Updated: Nov 13, 2020

The architect Lotte Beese and her work in the Soviet Union, 1932-1935





Lotte Beese (Reisicht 1903 - Krimpen aan den IJssel 1988) was the first female student to enrol for the Swiss architect Hannes Meyer’s neue baulehre (‘new architecture’) course at the Bauhaus. She later worked for architecture firms in Berlin and the city of Brno in Czechoslovakia. In spring 1932 she left for the Ukrainian city of Kharkov to help build the sotsgorods (‘socialist cities’). Research shows that she drew ground plans for the KhTZ district of the city, commissioned by the Giprograd building trust, for employees of the nearby new tractor factory and their families. The district was divided into housing units in which blocks of flats, schools, crèches and a communal kitchen with dining rooms alternated with lawns, gardens and footpaths.


In Kharkov Lotte Beese got to know the Dutch designer and architect Mart Stam, with whom she was already familiar as a guest lecturer at the Bauhaus. Stam was part of the May Brigade, a group of architects headed by the Frankfurt city architect Ernst May, who had come to the Soviet Union to build the industrial city of Magnitogorsk. Beese decided to throw in her lot with Stam and join the May Brigade.

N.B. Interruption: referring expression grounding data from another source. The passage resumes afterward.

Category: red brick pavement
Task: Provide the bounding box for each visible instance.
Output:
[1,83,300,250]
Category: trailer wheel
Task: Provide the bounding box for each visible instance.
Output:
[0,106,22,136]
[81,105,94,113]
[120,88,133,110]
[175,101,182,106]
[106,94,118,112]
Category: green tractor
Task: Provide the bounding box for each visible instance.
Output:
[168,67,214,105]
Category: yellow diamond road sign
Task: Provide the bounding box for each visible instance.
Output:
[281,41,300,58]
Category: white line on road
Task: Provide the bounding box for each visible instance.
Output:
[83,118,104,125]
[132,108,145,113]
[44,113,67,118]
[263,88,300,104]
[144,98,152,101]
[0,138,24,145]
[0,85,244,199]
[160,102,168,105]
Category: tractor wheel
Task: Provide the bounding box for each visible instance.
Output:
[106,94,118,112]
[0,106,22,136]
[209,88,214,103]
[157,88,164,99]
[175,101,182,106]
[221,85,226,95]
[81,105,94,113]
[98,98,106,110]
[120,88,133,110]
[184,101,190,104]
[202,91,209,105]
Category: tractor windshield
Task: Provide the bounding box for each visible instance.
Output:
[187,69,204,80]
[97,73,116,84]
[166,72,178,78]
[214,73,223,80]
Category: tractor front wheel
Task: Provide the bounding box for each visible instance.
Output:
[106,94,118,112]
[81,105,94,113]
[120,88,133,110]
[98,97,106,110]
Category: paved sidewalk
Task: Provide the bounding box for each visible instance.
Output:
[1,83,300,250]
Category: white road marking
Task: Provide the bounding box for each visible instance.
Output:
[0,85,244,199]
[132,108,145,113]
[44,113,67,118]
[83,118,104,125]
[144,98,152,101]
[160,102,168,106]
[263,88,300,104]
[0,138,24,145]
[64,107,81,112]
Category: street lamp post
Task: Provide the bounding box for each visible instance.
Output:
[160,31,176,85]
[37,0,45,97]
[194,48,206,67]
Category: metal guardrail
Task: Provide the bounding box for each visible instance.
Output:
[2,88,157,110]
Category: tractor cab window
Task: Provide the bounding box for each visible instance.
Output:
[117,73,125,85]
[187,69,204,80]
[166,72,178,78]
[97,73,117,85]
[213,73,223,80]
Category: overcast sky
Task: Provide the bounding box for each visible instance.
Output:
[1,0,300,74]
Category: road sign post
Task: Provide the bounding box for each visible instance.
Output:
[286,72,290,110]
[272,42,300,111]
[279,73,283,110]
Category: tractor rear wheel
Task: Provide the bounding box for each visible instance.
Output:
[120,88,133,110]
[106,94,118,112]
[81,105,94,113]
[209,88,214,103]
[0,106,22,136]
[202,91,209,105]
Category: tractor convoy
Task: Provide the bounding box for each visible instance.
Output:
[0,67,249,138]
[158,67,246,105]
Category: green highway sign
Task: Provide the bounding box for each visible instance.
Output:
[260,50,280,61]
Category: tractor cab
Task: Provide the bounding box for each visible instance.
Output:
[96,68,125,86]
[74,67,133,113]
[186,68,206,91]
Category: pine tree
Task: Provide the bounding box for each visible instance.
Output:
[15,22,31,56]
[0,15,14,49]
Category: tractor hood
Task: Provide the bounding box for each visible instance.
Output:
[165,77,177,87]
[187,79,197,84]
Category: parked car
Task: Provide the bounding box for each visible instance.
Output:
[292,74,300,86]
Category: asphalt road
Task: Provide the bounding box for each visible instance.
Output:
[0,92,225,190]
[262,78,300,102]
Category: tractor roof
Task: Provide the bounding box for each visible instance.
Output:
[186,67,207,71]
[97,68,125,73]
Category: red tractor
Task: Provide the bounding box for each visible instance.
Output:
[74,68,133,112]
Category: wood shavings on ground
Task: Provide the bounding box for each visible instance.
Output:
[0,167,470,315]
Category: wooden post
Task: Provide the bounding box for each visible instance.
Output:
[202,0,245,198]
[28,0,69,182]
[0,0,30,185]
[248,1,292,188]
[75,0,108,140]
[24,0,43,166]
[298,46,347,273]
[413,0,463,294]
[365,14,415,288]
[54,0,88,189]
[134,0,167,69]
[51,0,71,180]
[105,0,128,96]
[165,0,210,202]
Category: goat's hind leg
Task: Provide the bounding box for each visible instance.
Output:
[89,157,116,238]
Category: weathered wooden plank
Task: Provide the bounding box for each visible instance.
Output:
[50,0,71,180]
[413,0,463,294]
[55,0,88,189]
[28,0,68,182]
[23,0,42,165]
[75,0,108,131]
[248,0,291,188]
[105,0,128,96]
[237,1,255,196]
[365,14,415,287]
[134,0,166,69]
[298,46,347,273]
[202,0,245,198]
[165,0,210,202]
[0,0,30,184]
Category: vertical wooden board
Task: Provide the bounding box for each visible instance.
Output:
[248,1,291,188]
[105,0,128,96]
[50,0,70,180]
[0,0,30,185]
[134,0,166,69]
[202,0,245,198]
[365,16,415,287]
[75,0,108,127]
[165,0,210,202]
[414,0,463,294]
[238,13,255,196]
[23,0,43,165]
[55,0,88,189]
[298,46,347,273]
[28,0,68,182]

Stam was commissioned to turn the town of Orskaya in the southern Urals into the industrial sotsgorod Orsk, for which Beese designed several housing blocks, a school, a crèche and two nursery schools for children up to three years of age. It is not yet clear whether one of the three of the latter designs were ever built. in November 1934, after Mart Stam had refused to build a new city in an area near Lake Balkhash that was polluted by copper ore, Beese left the Soviet Union with him and moved to the Netherlands, where they set up the Stam en Beese architecten firm in Amsterdam. In 1946, after divorcing Stam and completing her architectural training, Lotte Beese was appointed as urban-planning architect for the city of Rotterdam, where she designed residential districts with separate housing, work, traffic and recreation functions, and ample green space. Her practical experience in the Soviet Union stood her in good stead in her new job.